The "Great America" Trump evokes was sparked by an era of similar economic panic and demographic change

Published March 16, 2016 2:29PM (EDT)

Donald Trump   (AP/Gene J. Puskar)
Donald Trump (AP/Gene J. Puskar)

If you grew up in mid-20th century America, you probably didn’t know many immigrants. There was Gus, the refugee from the Greek civil war who ran a bar across the street from the factory gate; and Mrs. DiNardi, the parish widow who sailed from Sicily to Ellis Island in 1900. Television offered a few lovingly comic portrayals: Lucy’s husband, Cuban bandleader Ricky Ricardo, and Danny Thomas’ Lebanese Uncle Tonoose. For the most part, though, the immigrant experience was a relic of an earlier era in the nation’s history. In the 1960s, only 4.7 percent of the population was foreign born, the lowest proportion ever.

When Donald Trump promises to Make America Great Again by building a wall to keep out Mexicans and banning all Muslims from entering the country, this is the Great America to which he hearkens. It was a nation created by an earlier nativist panic, which occurred during a period of jarring demographic change and economic dislocation similar to today, and whose outcome still resonates in the anti-immigrant attitudes of 2016.

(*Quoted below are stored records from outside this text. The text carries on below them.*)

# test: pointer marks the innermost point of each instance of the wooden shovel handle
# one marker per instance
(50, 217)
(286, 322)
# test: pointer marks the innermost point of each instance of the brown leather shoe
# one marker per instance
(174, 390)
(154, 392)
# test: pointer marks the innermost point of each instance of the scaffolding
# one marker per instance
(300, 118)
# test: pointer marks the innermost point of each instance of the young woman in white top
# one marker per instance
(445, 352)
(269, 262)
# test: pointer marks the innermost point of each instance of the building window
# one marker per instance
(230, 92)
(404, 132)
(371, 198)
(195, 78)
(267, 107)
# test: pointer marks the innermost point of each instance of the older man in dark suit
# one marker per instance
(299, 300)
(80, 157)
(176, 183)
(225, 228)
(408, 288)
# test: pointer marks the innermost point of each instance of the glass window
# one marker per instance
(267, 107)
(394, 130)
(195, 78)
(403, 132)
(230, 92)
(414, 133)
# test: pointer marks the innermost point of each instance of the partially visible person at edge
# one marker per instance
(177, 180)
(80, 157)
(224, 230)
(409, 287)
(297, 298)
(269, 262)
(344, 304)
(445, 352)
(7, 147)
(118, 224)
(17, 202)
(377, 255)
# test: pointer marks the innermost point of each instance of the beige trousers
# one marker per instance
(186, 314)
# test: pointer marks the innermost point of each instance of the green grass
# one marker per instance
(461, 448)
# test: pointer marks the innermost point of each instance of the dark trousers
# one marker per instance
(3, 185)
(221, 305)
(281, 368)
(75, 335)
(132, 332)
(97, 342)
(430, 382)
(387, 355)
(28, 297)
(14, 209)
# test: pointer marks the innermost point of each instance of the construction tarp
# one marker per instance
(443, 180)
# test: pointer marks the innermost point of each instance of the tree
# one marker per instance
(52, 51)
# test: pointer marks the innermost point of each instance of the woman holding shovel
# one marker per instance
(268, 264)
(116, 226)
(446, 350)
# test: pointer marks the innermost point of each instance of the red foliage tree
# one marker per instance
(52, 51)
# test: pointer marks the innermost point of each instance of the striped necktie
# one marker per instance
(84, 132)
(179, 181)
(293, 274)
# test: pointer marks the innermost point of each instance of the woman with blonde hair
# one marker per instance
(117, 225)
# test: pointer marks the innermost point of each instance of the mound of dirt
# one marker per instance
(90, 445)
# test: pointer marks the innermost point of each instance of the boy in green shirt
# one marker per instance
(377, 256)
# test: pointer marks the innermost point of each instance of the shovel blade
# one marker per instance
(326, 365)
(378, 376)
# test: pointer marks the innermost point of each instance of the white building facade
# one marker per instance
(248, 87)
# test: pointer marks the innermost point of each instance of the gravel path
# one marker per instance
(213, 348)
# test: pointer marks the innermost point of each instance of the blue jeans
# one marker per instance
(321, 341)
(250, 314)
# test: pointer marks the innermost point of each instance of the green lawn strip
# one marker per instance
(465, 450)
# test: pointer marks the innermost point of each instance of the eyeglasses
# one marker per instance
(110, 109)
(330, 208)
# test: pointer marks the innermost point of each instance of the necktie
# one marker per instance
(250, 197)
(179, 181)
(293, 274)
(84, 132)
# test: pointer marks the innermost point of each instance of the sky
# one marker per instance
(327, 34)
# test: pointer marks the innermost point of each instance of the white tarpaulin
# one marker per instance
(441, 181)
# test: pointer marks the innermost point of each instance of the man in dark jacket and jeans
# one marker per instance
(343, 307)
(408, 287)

Between 1900 and 1910, 8.2 million immigrants arrived in the United States, mostly Catholics and Jews from Italy, Poland, Austria-Hungary and Russia. World War I put a temporary halt to the arrivals, but after the conflict ended, the ships began returning to New York Harbor, just as the wartime boom bottomed out. America’s rural Protestant majority found the newcomers alarming. They practiced exotic religions, drank to excess, and slavishly obeyed urban political bosses. Worst of all, their rejection of birth control meant they might someday outnumber the real Americans. The Saturday Evening Post, a leading organ of small-town thought, predicted that more Jews, Slavs and Latins would result in “a hybrid race of people as worthless as the good-for-nothing mongrels of Central America and Southeastern Europe.” The Ku Klux Klan got a second wind, this time with Bolshevik Jews and Romish Papists as its demons. In California, voters approved a referendum forbidding Japanese land ownership. Unions battled for restrictions on immigration, against industrialists who wanted to keep the spigot of cheap labor open. And Prohibition banned an Irish and Italian vice corrupting farm boys moving to the city.

To pacify white Protestant fears of an ethnically dominated America, Congress passed the Johnson-Reed Act of 1924, establishing immigration quotas based on each nation’s representation in the population of 1890 – before the surge in immigration from Southern and Eastern Europe.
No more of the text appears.